Давно-давно, со времени царствования Екатерины Второй, отставной штык-юнкер Карпентов поселился в сельце Зубцове; но тогда дом его далеко не походил на тот, который я хотел вам изобразить; он весь состоял из трех только комнат, а жизнь помещика сосредоточивалась в одной. В этом безроскошном эрмитаже заключались все удовольствия, все привычки, вся жизнь его.
На окошке валялись карты, картузы с табаком; на треножном столике бутылки с настойкой, бутылка с сальным огарком, счеты и засохшая чернильница; в углу - постель, на которой вечно лежала собака; у постели - ружье, сапоги, бритвенница и нагайка. Николай Осипович ходил всегда в нанковом сюртуке и в сафьянном картузике. Он был холост, а поведение его в околотке ставили за примерное. Каждое воскресенье бывал он у обедни в своем приходе и стоял на клиросе; а хмельным хотя его и видали, но очень редко. Таким образом достиг он до тридцатилетнего возраста, однообразно, лениво и скучно.
Однажды прохаживался он по густому бору, Это было осенью. Листья желтели; все склоняло к грусти.
Карпентов мой задумался… Вдруг тонкое восклицаниеа "Ах! ах!" неожиданно прервало его размышления. Карпентов поднял голову: перед ним стояла румяная девушка, дочь соседа премьер-майора Пуговцова, слывшая первой красавицей всего уезда.
- Ах! - повторил Николай Осипович. - Ах! ах! Авдотья Бонифантьевна, как это вы здесь?.. И одни-с?
- Ничего-с, Николай Осипыч… так-с; я пошла было с девками рыжичков поискать, ан девки по лесу-то и разбежались. Эй, Маланья, Прасковья, где вы?
Пронзительное "ау" раздалось со всех сторон.
- Здоров ли батюшка? - спросил Карпентов в замешательстве.
- Нездоров, Николай Осипыч, выдумал поужинать гусем с груздями: всю ночь не спал.
- Зайду наведаться, сударыня, непременно зайду.
Босые девки сбежались. Карпентов с некоторою светскою обворожительностью приподнял свой картузик, поклонился и пошел домой; он был тронут до глубины сердца. С тех пор все для него переменилось: где бы он ни был - всюду за ним летел очаровательный образ соседки, в кругу своих наперсниц, с рыжиками в руках.

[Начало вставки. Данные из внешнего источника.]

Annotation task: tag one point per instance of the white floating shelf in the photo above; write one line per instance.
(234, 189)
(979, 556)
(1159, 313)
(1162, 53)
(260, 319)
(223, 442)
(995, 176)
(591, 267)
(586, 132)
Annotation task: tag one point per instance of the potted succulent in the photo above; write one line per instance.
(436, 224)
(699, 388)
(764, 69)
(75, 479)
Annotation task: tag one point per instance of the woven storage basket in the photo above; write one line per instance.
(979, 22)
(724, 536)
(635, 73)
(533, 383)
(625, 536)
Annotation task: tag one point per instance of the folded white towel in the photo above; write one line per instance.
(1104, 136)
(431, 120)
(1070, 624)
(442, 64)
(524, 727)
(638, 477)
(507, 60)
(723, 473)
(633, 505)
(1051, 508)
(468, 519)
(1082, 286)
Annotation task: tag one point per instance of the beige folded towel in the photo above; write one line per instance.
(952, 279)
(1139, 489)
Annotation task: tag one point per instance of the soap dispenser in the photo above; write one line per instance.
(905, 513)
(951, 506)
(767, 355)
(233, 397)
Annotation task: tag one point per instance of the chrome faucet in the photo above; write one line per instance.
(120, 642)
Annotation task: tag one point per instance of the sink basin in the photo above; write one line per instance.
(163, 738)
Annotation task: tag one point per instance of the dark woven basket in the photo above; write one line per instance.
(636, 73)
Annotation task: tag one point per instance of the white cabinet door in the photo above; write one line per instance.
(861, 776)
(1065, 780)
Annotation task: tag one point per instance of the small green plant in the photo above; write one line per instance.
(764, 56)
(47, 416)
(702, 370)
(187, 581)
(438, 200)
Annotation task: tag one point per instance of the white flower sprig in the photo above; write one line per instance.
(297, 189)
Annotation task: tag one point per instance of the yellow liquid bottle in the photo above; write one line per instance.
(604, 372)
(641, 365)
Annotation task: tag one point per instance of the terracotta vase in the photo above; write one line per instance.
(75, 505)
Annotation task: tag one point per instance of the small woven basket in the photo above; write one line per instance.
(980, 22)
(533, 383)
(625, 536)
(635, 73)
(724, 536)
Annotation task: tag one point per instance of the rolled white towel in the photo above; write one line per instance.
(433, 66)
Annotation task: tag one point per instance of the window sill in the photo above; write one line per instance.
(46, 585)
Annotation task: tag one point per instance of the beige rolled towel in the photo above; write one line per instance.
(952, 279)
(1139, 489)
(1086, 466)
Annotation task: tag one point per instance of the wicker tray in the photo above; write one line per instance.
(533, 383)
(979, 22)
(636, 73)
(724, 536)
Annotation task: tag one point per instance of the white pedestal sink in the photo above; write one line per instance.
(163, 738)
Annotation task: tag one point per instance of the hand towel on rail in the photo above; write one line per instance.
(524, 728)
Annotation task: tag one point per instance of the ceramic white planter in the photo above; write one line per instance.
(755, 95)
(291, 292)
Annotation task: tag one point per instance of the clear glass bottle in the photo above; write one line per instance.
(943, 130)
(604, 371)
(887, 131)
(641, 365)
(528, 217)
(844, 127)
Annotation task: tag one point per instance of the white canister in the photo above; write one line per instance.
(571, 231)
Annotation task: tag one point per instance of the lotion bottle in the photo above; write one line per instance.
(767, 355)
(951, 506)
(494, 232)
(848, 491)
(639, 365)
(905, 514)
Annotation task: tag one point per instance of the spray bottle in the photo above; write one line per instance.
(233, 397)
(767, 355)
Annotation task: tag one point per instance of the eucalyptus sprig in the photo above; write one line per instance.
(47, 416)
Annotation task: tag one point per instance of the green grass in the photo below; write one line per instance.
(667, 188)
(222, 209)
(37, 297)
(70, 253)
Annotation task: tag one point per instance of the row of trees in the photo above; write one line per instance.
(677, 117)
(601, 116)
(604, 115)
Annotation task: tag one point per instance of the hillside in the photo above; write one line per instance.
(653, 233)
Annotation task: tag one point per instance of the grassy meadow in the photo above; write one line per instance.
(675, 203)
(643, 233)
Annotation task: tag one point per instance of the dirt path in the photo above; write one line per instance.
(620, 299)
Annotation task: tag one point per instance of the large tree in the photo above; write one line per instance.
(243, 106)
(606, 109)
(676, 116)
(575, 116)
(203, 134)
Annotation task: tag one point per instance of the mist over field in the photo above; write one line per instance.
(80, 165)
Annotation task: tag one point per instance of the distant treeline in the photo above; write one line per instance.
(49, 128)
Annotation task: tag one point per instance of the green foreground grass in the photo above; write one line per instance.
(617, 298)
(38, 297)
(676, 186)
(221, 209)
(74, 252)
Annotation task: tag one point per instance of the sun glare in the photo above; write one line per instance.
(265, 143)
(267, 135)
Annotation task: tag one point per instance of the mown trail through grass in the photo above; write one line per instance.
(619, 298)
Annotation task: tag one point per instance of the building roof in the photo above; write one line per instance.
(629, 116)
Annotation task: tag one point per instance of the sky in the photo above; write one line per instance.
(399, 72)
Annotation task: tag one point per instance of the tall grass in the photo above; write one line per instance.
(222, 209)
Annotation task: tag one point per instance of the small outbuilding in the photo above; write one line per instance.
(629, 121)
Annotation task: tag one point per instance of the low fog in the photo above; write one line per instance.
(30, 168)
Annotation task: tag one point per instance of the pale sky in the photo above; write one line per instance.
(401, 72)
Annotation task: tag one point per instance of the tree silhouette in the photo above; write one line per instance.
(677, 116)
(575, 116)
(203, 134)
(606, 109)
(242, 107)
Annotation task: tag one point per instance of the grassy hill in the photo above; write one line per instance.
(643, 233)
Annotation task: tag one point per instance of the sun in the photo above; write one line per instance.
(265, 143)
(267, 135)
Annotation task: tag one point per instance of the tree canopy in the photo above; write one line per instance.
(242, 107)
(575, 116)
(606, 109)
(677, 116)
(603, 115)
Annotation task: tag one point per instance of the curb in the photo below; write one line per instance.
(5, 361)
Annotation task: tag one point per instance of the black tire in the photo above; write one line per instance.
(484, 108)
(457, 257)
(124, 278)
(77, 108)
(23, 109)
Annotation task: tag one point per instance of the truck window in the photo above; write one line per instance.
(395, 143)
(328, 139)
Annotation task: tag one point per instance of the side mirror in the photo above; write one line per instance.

Пуншик в сторону, борзые в сторону, все хозяйские прегрешения в сторону. Штык-юнкер Карпентов хлопнул по столу и решительно воскликнул: "Пора мужику обабиться!"
Вскоре весь уезд узнал о его помолвке. Но тут поязились новые затеи. Для молодой жены мало скромного уголка, в котором помещался Карпентов; для нее нужны все утонченности роскоши: нужны диванная, чайная, а в особенности боскетная. Николай Осипович созвал плотников и начал, говоря слогом помещичьим, пристроиваться. Вскоре появилась боскетная с ужасными растениями, спальня, чайная и девичья. Счастливый Николай Осипович ввел свою супругу в новые чертоги; но и тут дом скоро стал тесен: у Николая Осиповича родился сын - опять нужна пристройка; у Николая Осиповича родилась дочь - опять нужна пристройка! Таким образом, дом помещика рос вместе с его семейством, и когда у него стало налицо огромное множество детей, с присовокуплением разных мадам и мамзелей, то дом его принял этот фантастический вид , котооый так удивляет проезжающих.